If the move is finalized, the nonprofit organization that has overseen OpenAI since its founding in 2015 will continue to exist but will no longer control the company's operations.

The restructuring would allow OpenAI to take a “multi-pronged approach to fiduciary obligations” and provide a “safe harbor” for any activist investors or attempts to challenge Altman, a person with knowledge of the talks told the FT.

Last fall, Altman was fired by the company's nonprofit board. Altman returned as CEO within days amid talks that resulted in nearly all of the previous board members resigning.

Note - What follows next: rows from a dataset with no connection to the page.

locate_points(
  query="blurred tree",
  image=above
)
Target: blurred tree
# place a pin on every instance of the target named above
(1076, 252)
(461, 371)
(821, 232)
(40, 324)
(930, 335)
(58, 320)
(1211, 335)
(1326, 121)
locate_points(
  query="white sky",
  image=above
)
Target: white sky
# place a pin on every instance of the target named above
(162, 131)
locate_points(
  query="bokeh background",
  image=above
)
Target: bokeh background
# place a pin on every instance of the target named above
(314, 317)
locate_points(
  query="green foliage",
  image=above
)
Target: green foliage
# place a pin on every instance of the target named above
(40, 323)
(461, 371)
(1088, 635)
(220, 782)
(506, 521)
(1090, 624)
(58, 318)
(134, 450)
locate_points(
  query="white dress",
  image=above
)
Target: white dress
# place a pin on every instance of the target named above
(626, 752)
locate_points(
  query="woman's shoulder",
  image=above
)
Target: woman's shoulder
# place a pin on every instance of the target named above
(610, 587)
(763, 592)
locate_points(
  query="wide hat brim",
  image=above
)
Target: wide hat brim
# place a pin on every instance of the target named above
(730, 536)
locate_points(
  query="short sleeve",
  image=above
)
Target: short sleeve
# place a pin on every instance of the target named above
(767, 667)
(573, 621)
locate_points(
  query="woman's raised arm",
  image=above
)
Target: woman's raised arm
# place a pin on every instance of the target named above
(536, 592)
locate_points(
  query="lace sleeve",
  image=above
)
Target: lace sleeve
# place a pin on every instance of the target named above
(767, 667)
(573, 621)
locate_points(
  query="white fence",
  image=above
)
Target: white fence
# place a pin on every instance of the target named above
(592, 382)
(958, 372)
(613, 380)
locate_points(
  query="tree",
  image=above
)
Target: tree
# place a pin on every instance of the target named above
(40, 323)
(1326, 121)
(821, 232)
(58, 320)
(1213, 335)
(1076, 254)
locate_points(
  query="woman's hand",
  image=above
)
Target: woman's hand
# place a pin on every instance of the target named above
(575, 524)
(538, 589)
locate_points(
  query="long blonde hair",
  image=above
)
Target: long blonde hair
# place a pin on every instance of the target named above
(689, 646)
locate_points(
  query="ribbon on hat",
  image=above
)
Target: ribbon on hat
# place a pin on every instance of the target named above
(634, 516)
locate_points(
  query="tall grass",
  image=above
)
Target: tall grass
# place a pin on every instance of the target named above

Sam Altman is expected to receive capital as part of the restructuring. AFP via Getty Images

Last week, OpenAI raised as much as $6.6 billion in a fundraising round that valued the company at $157 billion. This is despite the fact that the company has rapidly burned through cash developing new artificial intelligence models.

Sources familiar with OpenAI's position told the website that no final decisions have been made yet and that the restructuring will likely take some time. Altman is not expected to run a nonprofit entity that would gain a stake in the for-profit OpenAI corporation.

“OpenAI wants to maintain this social license, with both mission and responsibility, while building cutting-edge technology,” a source told the FT.

The Post has reached out to OpenAI for comment.

OpenAI recently closed a $6.6 billion funding round. REUTERS

Reports of OpenAI restructuring discussions emerged last month on the same day that Chief Technology Officer Mira Murati and two other senior executives resigned from their positions.

Their departure was the latest in a significant exodus of top OpenAI executives who have resigned or taken extended leave since the beginning of the year.

OpenAI said it is “focused on building AI that benefits everyone, and we are working with our management to ensure we are best positioned to succeed in our mission.”

“This not-for-profit organization is core to our mission and will continue to exist and thrive,” the company said in a statement when reports of a potential restructuring first emerged last month.

Pictured is OpenAI CEO Sam Altman. AFP via Getty Images

The fundraising round was led by Josh Kushner's Thrive Capital, and other participants included Microsoft, AI chip provider Nvidia, Khosla Ventures, SoftBank, Abu Dhabi state-backed fund MGX, Altimeter Capital and Fidelity.

The potential restructuring is said to be a sticking point for investors, who reportedly could renegotiate OpenAI's valuation or receive a full refund if the turnaround is not completed within two years, Reuters reported.

Altman – who has faced criticism for what critics have described as an aggressive and domineering leadership style – is expected to receive a stake in the restructured OpenAI, although the exact terms remain unclear.

During a staff meeting last month, Altman described reports that his rate could get closer to 7% – which would be valued at more than $10 billion – as “ridiculous.”

Elsewhere, some critics accused Altman of prioritizing rapid progress over safety when creating advanced artificial intelligence that could potentially pose a threat to humanity.